While many soil conservation and regenerative agricultural practices are, and could be, undertaken by farmers, he contends,
“ … NZ soils are not generally in decline and demonising fertiliser use ignores its importance.”
Bringing climate change into his considerations, Dr Carey says higher temperatures and less rain at critical times mean the amount of water available for shallow rooting species such as ryegrass and clover reduces, and summer droughts become longer and more frequent.
He references the ideas of scientists such as Professor Derrick Moot, of Lincoln University, who have challenged us to consider whether 21 century dryland grazing systems, in particular, can continue to be based on the old clover/ryegrass paradigm and moving to deeper-rooted and/or mixed forage systems based on legumes like lucerne, need to be more in the mix.
But the main concern for the public – and indeed in the science community – has been increased agricultural intensification where “pushing the envelope” has led to noticeably reduced water quality, Dr Carey observes.
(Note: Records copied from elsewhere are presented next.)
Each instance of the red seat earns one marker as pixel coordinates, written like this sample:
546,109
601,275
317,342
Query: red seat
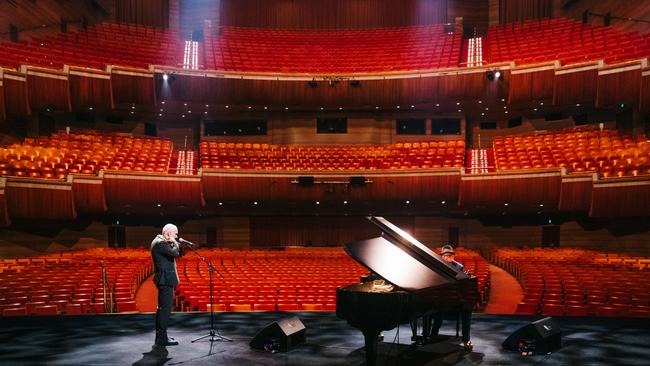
288,307
527,308
126,306
264,307
17,311
74,309
239,307
46,310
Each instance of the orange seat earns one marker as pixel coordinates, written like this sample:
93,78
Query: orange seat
46,310
240,307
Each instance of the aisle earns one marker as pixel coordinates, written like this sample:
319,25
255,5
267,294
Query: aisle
146,299
505,292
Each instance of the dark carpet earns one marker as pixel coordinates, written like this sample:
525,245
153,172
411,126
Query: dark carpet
128,339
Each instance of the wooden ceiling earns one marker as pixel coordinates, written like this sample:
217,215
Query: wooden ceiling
32,14
639,10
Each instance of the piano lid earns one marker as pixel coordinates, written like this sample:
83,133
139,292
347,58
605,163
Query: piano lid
401,259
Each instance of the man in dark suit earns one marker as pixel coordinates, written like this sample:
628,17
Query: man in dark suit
164,251
449,255
429,330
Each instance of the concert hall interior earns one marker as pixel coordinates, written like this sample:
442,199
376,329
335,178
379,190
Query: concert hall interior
328,182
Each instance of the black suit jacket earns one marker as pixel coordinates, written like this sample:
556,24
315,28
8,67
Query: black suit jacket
164,254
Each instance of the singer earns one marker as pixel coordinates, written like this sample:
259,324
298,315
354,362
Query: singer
164,251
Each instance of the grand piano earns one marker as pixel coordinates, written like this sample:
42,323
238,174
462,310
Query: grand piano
418,283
If regenerative farming offers an alternative, he says, it may be that it doesn’t try to push itself to the maximum all the time, stuck on a commodity treadmill of having to produce more and more to stay still.
“For example, Lincoln University’s commercial dairy farm has shown recently that feeding a smaller number of cows more and better, was more profitable for farmers than just having more cows per se.
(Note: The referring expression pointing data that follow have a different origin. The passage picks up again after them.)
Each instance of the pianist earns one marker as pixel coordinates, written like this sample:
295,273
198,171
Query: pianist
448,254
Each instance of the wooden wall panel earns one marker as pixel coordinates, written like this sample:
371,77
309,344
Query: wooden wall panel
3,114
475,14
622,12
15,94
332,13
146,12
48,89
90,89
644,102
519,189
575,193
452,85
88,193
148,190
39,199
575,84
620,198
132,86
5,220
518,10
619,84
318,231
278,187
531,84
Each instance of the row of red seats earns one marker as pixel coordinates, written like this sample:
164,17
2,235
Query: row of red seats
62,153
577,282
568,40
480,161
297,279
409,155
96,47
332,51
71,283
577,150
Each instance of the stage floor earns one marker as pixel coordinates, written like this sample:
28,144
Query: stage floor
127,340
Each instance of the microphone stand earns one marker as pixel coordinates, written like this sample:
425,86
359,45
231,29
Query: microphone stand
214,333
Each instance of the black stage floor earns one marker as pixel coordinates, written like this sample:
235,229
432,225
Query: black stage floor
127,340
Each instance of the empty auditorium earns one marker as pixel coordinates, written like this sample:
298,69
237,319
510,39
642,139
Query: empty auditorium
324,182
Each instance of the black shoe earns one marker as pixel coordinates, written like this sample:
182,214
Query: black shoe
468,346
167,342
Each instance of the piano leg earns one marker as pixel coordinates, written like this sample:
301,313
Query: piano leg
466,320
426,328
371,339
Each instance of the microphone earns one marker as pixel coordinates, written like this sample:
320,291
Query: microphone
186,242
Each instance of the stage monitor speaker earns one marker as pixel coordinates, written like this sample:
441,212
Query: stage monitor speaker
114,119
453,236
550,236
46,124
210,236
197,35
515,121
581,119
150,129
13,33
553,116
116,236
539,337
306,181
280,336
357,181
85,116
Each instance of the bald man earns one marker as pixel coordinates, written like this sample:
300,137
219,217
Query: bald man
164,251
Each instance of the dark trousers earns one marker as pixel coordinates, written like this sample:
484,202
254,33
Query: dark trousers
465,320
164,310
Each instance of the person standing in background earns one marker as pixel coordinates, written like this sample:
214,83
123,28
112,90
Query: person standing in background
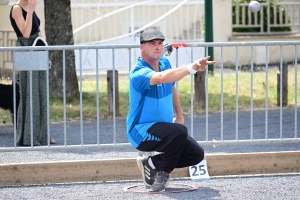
26,24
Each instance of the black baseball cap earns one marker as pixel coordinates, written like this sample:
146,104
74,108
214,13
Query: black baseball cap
151,34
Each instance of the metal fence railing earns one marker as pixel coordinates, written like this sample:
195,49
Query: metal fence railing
99,128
“With new environmental regulations biting, many are realising that we need to produce a smarter, and a more diverse, range of products rather than just more milk powder.
“As agricultural scientists we conduct research to make grazing and forage systems more sustainable and profitable, but we often underestimate the time taken for these advances to filter down.
“The study of such systems includes regenerative agriculture practices and where advantages can be backed up by research, then these too will be advocated in tomorrow’s farms. But many aspects are already in place in NZ farms, albeit unacknowledged.”
Dr Carey rebuts misconceptions about soil health and regenerative agriculture and the notion that fertiliser is counterproductive to both.
“This just isn’t true.
“Most NZ soils, for example, are naturally poor in phosphorus. High value plant species, such as legumes, fix nitrogen and pass some of that nitrogen to other pasture species, but they need some added phosphorus to do so.
“With nutrients being steadily lost from farmland every year through stock leaving, redistribution and natural weathering processes, these need to be replaced – they don’t appear out of thin air.”
If farmers run a system where they are not replacing these losses, Dr Carey says, they are effectively mining the built-up fertility from previous fertiliser applications. While soil organic matter or humus is fundamental to soil health, it is productive only though decomposition and the release of nutrients, such as nitrogen and phosphorus, back to plants.
“In fact, study-after-study has shown that judicious fertiliser application increases pasture production and builds quality soil organic matter, not destroys it, through the return of residues and excreta back to the soil.
“Even regenerative agriculture needs these mechanisms to be productive, or at least at a level that is profitable.”
And that’s what makes fertiliser use so important to New Zealand agriculture.